Robust mApple-CAAX labeling in Tg(isl2b.2:Gal4, myl7:tagRFP) 6 dpf larvae bearing both the ligand and arrestin–TEV stable transgenes and Tg(UAS:GFP) and Tg(QUAS:mApple-CAAX) reporter lines. a,a′, Control larvae from injections of plasmids for all trans-Tango components (n = 10). b,b′, Tg(10xUAS-sGCG-ICAM(1235)-nrxn1b, cryaa:mCherry) larvae injected with the receptor and arrestin–TEV constructs (n = 10). c,c′, Tg(elavl3:hArr:TEV, he1.1:YFP) larvae that had been injected with the receptor and ligand constructs (n = 10). d,d′, Larvae transgenic for both the ligand and arrestin–TEV transgenes that had been injected with the trans-Tango receptor construct (n = 10). e, Uninjected controls (n = 10). f, On average, 45 neurons were labeled with mApple-CAAX in larvae that bore both the ligand and arrestin–TEV stable transgenes compared to those from injections of all trans-Tango components (on average, 11 neurons per sample).
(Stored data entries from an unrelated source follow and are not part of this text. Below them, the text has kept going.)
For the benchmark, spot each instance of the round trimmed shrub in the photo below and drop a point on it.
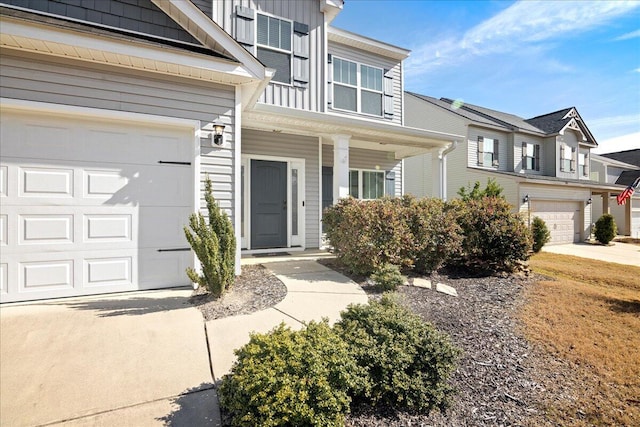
(388, 277)
(540, 233)
(606, 229)
(291, 378)
(407, 361)
(495, 237)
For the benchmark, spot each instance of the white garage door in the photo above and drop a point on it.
(91, 207)
(563, 220)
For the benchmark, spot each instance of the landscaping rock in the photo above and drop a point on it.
(446, 289)
(422, 283)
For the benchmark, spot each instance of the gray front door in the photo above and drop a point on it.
(268, 204)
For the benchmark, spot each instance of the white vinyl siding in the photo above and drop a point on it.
(94, 87)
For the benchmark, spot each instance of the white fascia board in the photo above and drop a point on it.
(365, 43)
(86, 42)
(350, 124)
(207, 32)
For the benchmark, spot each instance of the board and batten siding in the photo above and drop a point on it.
(59, 82)
(393, 67)
(311, 97)
(293, 146)
(360, 158)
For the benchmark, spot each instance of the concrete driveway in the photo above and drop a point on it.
(619, 253)
(129, 359)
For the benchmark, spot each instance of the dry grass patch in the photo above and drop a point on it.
(590, 316)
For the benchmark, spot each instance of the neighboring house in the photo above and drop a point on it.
(108, 115)
(610, 168)
(542, 163)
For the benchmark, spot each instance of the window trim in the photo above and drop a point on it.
(275, 49)
(361, 182)
(535, 159)
(495, 158)
(358, 87)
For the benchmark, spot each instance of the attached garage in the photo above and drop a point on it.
(92, 205)
(563, 219)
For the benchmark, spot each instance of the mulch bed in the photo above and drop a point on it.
(501, 379)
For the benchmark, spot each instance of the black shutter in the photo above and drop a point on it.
(244, 26)
(300, 54)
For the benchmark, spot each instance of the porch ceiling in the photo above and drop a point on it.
(364, 133)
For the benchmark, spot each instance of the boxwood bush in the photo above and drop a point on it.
(407, 362)
(291, 378)
(495, 238)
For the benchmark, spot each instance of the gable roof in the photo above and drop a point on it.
(631, 157)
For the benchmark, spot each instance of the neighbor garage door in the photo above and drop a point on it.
(91, 206)
(562, 219)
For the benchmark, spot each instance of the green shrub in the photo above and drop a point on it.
(291, 378)
(214, 243)
(408, 362)
(606, 229)
(388, 277)
(540, 234)
(366, 234)
(495, 238)
(436, 236)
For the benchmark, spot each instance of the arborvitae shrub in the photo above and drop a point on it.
(606, 229)
(407, 362)
(540, 233)
(214, 243)
(291, 378)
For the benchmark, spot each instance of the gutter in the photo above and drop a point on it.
(442, 156)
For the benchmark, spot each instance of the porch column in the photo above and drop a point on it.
(340, 167)
(605, 203)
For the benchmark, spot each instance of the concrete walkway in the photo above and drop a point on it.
(313, 292)
(619, 253)
(143, 358)
(132, 359)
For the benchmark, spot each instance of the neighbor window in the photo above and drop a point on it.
(567, 162)
(530, 156)
(274, 46)
(583, 165)
(365, 184)
(357, 87)
(487, 152)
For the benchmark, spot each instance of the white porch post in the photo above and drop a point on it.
(340, 167)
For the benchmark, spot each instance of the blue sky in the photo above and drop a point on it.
(526, 57)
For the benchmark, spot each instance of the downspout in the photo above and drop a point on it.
(442, 156)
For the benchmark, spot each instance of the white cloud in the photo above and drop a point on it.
(632, 35)
(620, 143)
(523, 25)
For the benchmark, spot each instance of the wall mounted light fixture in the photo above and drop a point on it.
(217, 136)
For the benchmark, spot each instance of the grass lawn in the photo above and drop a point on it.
(590, 316)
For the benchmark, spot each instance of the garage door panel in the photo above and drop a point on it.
(87, 208)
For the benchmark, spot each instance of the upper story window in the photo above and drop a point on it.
(488, 152)
(357, 87)
(274, 46)
(365, 184)
(567, 156)
(530, 156)
(583, 164)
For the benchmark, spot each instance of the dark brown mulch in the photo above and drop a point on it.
(499, 375)
(254, 290)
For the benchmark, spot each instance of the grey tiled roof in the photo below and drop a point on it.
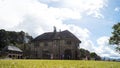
(56, 35)
(12, 48)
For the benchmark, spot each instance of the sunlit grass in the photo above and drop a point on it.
(57, 64)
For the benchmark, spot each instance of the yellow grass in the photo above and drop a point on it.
(57, 64)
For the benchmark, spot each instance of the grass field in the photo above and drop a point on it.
(57, 64)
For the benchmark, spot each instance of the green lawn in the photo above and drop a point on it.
(57, 64)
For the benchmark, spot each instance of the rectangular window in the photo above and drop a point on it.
(45, 44)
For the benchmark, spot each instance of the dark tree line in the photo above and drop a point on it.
(86, 54)
(12, 37)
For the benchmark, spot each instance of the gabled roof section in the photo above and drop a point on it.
(12, 48)
(56, 35)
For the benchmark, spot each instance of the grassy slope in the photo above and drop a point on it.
(57, 64)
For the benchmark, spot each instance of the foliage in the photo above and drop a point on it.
(115, 38)
(12, 37)
(57, 64)
(94, 55)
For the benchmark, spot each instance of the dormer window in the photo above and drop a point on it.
(45, 44)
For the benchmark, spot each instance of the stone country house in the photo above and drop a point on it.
(12, 51)
(55, 45)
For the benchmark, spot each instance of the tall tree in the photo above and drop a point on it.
(115, 38)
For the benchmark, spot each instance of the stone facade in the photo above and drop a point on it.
(55, 45)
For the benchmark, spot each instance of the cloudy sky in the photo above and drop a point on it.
(90, 20)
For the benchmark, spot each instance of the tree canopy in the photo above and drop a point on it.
(12, 37)
(115, 38)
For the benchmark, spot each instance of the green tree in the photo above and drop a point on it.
(115, 38)
(94, 55)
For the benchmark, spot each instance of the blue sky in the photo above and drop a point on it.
(90, 20)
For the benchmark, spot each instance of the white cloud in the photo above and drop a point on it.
(90, 7)
(36, 17)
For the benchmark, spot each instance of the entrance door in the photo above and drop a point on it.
(67, 54)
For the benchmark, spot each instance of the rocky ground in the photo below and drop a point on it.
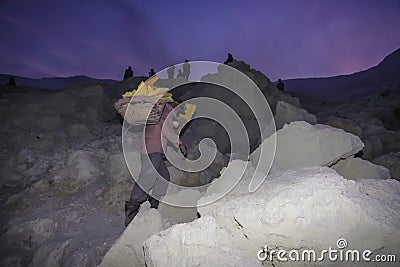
(64, 182)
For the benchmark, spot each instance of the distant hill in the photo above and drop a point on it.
(386, 75)
(53, 83)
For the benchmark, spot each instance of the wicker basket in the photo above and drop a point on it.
(138, 109)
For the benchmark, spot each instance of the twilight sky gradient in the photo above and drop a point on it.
(283, 39)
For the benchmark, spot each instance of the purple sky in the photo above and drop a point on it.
(283, 39)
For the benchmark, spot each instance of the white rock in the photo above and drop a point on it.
(357, 168)
(188, 197)
(200, 243)
(372, 148)
(308, 208)
(127, 250)
(286, 113)
(300, 144)
(81, 166)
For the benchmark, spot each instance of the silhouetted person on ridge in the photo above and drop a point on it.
(171, 72)
(152, 72)
(280, 85)
(128, 73)
(229, 59)
(186, 70)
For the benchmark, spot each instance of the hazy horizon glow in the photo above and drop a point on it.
(283, 39)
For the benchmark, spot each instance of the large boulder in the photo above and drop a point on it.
(357, 168)
(373, 147)
(64, 103)
(294, 210)
(345, 124)
(300, 144)
(286, 113)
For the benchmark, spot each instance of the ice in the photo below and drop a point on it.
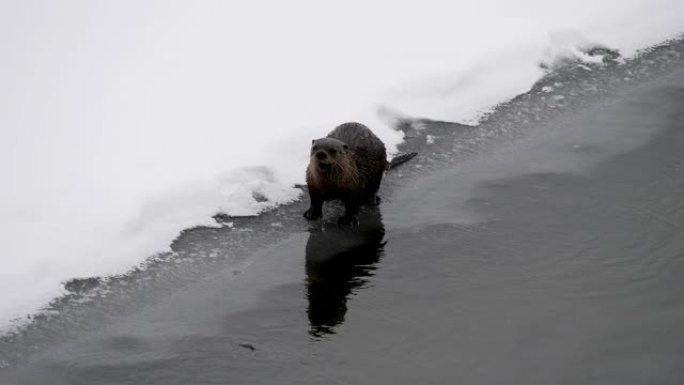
(122, 123)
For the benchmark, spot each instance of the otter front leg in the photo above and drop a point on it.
(351, 214)
(315, 211)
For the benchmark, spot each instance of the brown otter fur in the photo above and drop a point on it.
(347, 165)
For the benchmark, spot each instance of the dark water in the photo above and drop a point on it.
(558, 259)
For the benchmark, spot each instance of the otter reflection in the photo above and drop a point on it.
(339, 260)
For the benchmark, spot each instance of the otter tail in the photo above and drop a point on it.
(400, 159)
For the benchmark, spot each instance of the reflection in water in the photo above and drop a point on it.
(339, 260)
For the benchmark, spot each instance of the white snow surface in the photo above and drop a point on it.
(124, 122)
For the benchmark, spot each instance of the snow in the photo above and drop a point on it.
(122, 123)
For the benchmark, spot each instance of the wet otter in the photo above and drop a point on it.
(347, 165)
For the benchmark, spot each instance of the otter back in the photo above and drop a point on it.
(328, 166)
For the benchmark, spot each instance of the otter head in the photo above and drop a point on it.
(325, 153)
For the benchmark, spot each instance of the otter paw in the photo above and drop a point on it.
(348, 220)
(312, 214)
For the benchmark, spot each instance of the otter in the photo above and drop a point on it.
(347, 165)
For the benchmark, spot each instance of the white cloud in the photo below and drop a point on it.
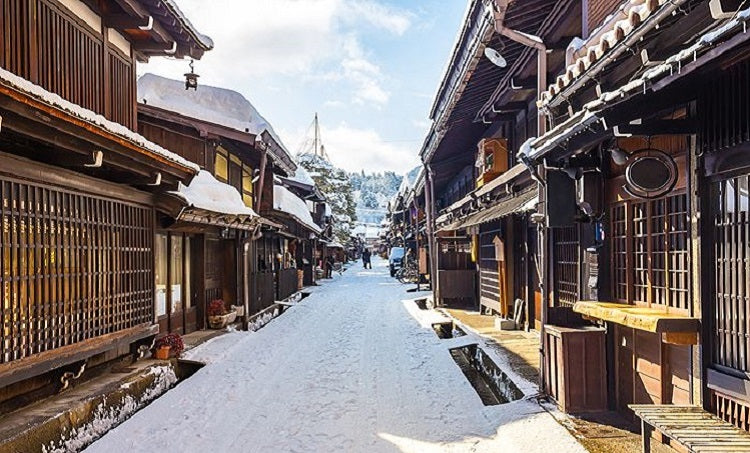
(261, 38)
(356, 149)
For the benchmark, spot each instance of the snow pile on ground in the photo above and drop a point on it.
(106, 417)
(349, 369)
(206, 192)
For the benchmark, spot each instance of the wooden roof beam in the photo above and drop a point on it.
(128, 22)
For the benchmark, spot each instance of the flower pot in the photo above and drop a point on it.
(221, 321)
(162, 353)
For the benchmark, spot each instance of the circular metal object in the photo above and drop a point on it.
(650, 173)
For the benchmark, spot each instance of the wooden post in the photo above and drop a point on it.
(262, 178)
(646, 431)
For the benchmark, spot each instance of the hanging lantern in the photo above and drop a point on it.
(191, 78)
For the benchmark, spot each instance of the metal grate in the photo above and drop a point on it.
(74, 267)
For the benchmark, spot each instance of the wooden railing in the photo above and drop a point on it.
(41, 42)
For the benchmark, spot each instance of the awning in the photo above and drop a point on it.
(649, 319)
(208, 201)
(514, 204)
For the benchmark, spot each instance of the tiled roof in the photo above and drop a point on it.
(631, 16)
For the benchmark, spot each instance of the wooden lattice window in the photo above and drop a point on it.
(73, 267)
(567, 272)
(649, 243)
(619, 240)
(731, 305)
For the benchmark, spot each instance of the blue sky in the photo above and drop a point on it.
(370, 69)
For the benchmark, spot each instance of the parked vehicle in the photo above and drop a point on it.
(395, 259)
(408, 272)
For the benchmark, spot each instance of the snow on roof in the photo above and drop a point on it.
(207, 193)
(211, 104)
(303, 176)
(286, 201)
(204, 40)
(631, 15)
(52, 99)
(672, 65)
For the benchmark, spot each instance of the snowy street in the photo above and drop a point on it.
(352, 368)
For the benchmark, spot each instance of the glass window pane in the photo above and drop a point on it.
(220, 167)
(176, 273)
(188, 276)
(160, 249)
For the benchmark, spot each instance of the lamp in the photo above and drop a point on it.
(191, 78)
(495, 57)
(619, 157)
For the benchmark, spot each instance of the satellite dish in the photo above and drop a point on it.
(495, 57)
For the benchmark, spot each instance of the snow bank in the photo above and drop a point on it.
(107, 417)
(348, 369)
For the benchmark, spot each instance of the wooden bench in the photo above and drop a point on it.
(692, 427)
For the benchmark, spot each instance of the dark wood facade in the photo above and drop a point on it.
(77, 213)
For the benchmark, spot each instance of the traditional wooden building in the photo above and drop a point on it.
(234, 253)
(78, 186)
(309, 249)
(479, 196)
(644, 176)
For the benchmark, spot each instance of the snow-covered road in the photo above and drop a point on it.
(353, 368)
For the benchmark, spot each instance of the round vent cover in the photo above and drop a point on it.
(650, 173)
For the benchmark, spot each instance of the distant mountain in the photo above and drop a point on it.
(371, 193)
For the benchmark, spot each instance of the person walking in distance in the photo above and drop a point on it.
(366, 259)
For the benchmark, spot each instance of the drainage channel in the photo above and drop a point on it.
(448, 329)
(104, 412)
(490, 382)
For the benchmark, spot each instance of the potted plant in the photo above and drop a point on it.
(168, 345)
(218, 316)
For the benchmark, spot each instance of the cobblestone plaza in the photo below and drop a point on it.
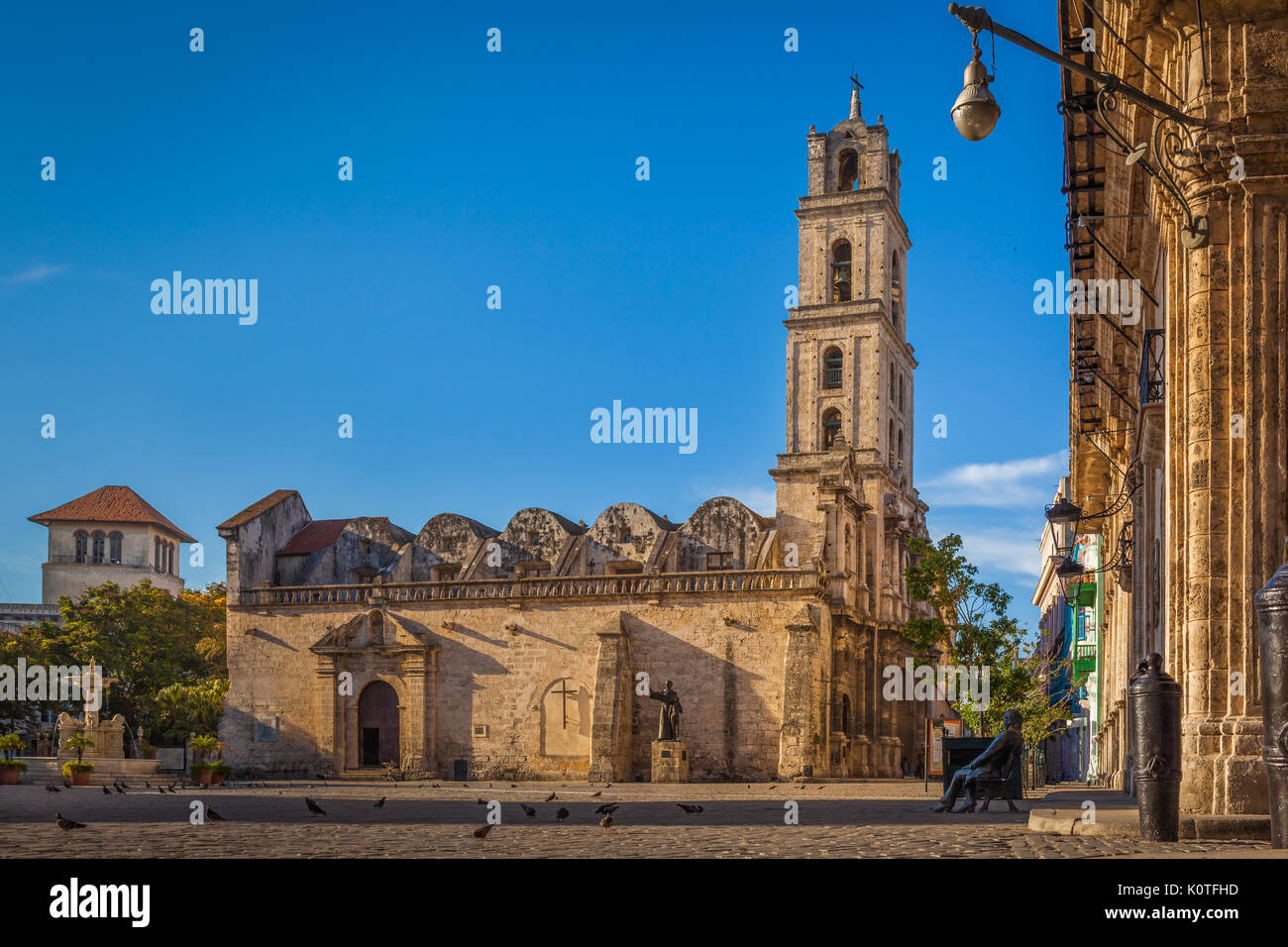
(842, 819)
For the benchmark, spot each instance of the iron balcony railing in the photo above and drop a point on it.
(1085, 656)
(561, 586)
(1151, 368)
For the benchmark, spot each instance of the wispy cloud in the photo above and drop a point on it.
(1013, 551)
(38, 273)
(1025, 482)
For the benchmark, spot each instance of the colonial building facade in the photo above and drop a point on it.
(463, 651)
(1179, 436)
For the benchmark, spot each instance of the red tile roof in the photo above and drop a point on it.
(317, 535)
(257, 508)
(110, 505)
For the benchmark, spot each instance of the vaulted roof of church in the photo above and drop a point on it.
(257, 508)
(110, 505)
(317, 535)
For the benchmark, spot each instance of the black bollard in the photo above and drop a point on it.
(1155, 720)
(1273, 621)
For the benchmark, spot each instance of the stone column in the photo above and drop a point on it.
(610, 714)
(1225, 344)
(329, 728)
(800, 723)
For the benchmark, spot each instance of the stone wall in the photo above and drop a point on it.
(493, 664)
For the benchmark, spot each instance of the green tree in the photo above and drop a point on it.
(970, 625)
(141, 638)
(183, 709)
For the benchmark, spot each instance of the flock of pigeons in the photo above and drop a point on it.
(562, 814)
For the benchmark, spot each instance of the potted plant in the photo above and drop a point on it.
(77, 772)
(11, 768)
(202, 771)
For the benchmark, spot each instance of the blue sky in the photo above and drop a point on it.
(511, 169)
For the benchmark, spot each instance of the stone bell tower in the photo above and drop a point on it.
(845, 496)
(849, 367)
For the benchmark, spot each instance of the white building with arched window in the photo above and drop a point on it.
(110, 535)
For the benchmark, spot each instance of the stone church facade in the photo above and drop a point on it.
(465, 652)
(1179, 442)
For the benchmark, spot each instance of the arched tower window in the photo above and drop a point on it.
(848, 170)
(841, 257)
(831, 427)
(833, 364)
(896, 289)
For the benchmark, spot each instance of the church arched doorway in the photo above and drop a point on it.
(377, 725)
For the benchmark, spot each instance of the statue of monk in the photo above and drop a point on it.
(669, 719)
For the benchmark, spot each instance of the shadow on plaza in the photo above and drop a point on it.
(267, 806)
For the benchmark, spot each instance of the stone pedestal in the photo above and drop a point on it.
(670, 761)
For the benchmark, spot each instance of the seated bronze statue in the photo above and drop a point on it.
(987, 766)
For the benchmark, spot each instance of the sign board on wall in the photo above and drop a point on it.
(938, 731)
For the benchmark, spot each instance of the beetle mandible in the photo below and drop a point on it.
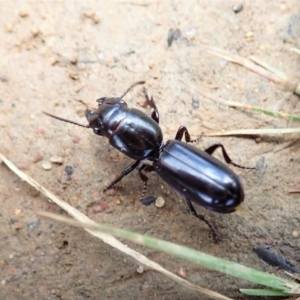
(193, 173)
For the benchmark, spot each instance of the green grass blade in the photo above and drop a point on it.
(252, 108)
(206, 260)
(260, 292)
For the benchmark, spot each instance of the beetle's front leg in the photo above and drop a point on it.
(151, 103)
(183, 130)
(142, 169)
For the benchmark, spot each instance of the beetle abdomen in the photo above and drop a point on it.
(199, 176)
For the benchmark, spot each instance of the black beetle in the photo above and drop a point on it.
(193, 173)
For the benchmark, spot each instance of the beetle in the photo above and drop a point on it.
(193, 173)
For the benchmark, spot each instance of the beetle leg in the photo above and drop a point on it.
(144, 178)
(123, 174)
(210, 150)
(216, 235)
(183, 130)
(151, 103)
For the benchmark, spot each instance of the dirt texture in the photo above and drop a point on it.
(59, 57)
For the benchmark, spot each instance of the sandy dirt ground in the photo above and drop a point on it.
(59, 57)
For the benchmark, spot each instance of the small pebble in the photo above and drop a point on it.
(195, 103)
(18, 211)
(46, 165)
(33, 224)
(76, 139)
(57, 160)
(23, 13)
(260, 163)
(69, 170)
(9, 27)
(160, 202)
(35, 31)
(237, 8)
(38, 157)
(74, 76)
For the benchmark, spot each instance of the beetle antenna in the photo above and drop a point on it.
(67, 121)
(132, 86)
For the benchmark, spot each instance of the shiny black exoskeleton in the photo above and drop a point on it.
(193, 173)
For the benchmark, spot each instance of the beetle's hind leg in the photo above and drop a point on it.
(216, 235)
(183, 130)
(210, 150)
(123, 174)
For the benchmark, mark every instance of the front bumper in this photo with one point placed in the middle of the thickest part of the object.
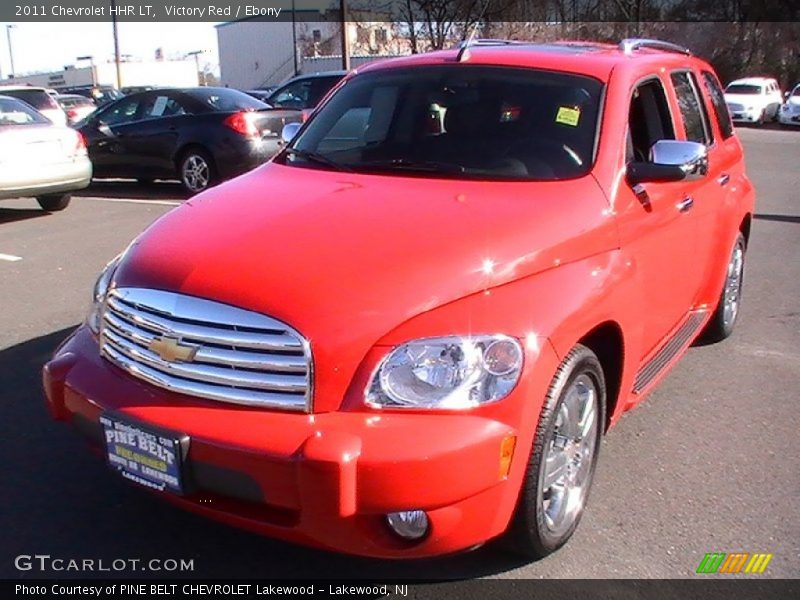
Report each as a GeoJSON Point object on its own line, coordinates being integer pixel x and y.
{"type": "Point", "coordinates": [325, 480]}
{"type": "Point", "coordinates": [58, 179]}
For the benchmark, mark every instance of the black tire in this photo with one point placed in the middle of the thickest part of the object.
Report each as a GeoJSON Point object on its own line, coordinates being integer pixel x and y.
{"type": "Point", "coordinates": [722, 322]}
{"type": "Point", "coordinates": [529, 533]}
{"type": "Point", "coordinates": [205, 174]}
{"type": "Point", "coordinates": [54, 202]}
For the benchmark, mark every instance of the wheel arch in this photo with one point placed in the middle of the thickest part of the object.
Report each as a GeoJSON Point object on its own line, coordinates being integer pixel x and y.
{"type": "Point", "coordinates": [607, 341]}
{"type": "Point", "coordinates": [744, 228]}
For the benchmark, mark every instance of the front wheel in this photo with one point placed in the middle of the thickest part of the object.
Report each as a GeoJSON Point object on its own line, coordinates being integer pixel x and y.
{"type": "Point", "coordinates": [563, 458]}
{"type": "Point", "coordinates": [724, 318]}
{"type": "Point", "coordinates": [196, 170]}
{"type": "Point", "coordinates": [54, 202]}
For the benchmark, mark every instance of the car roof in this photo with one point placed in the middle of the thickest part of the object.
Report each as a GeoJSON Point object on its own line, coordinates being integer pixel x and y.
{"type": "Point", "coordinates": [593, 59]}
{"type": "Point", "coordinates": [752, 81]}
{"type": "Point", "coordinates": [318, 75]}
{"type": "Point", "coordinates": [14, 88]}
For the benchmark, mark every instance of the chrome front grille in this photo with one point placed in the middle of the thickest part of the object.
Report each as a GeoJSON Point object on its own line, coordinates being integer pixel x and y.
{"type": "Point", "coordinates": [227, 354]}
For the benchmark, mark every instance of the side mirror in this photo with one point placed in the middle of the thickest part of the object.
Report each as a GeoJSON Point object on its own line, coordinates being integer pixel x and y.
{"type": "Point", "coordinates": [671, 160]}
{"type": "Point", "coordinates": [103, 128]}
{"type": "Point", "coordinates": [289, 131]}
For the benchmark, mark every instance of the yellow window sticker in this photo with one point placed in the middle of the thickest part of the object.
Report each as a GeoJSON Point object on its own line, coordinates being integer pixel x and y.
{"type": "Point", "coordinates": [568, 115]}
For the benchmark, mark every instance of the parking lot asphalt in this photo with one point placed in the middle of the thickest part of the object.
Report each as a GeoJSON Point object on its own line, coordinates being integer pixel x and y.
{"type": "Point", "coordinates": [707, 463]}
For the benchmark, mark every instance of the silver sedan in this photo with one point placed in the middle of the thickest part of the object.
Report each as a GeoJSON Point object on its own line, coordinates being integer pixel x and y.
{"type": "Point", "coordinates": [38, 158]}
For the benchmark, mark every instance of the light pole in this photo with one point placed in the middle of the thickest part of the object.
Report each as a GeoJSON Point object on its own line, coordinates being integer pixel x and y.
{"type": "Point", "coordinates": [10, 50]}
{"type": "Point", "coordinates": [196, 54]}
{"type": "Point", "coordinates": [294, 38]}
{"type": "Point", "coordinates": [91, 65]}
{"type": "Point", "coordinates": [116, 41]}
{"type": "Point", "coordinates": [345, 40]}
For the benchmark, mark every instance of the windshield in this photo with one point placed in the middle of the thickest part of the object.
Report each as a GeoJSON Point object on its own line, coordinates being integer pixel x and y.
{"type": "Point", "coordinates": [38, 99]}
{"type": "Point", "coordinates": [458, 121]}
{"type": "Point", "coordinates": [225, 100]}
{"type": "Point", "coordinates": [15, 112]}
{"type": "Point", "coordinates": [745, 90]}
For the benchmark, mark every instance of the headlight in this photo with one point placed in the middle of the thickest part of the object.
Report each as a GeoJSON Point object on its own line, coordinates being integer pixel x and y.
{"type": "Point", "coordinates": [447, 373]}
{"type": "Point", "coordinates": [101, 288]}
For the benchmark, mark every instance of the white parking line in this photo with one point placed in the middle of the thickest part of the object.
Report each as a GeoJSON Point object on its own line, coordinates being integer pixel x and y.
{"type": "Point", "coordinates": [134, 201]}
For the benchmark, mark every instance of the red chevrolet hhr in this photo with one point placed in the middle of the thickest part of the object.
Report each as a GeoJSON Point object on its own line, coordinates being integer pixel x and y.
{"type": "Point", "coordinates": [407, 333]}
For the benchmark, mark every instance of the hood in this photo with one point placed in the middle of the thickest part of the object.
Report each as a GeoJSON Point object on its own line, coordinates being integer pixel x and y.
{"type": "Point", "coordinates": [745, 99]}
{"type": "Point", "coordinates": [346, 258]}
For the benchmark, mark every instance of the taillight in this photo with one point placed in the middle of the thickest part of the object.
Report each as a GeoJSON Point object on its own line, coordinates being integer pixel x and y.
{"type": "Point", "coordinates": [80, 143]}
{"type": "Point", "coordinates": [243, 123]}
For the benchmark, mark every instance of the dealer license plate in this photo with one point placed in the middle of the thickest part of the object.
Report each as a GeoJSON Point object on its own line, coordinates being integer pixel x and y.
{"type": "Point", "coordinates": [147, 457]}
In the boxplots the center line represents the median, the box limits indicate top and bottom quartiles, and the whiskers extend to the 1.5× quartile range. g, Image registration of mApple-CAAX-labeled neurons in the optic tectum and hindbrain of ten Tg(isl2b.2:Gal4-VP16, myl7:tagRFP); Tg(UAS:GFP); Tg(10xUAS-sGCG-ICAM(1235)-nrxn1b, cryaa:mCherry); Tg(elavl3:hArr:TEV, he1.1:YFP) larvae injected with the receptor construct. mApple-CAAX-labeled neurons are pseudocolored differently for each larva and dashed circles indicate some cells that were labeled in multiple samples. Scale bars, 20 μm. Double asterisk (**) represents the statistically significant increase (P < 0.0001) in trans-Tango labeled neurons when using the ligand and arrestin stable lines compared to plasmid only and stable lines individually using a one-way ANOVA test on Prism.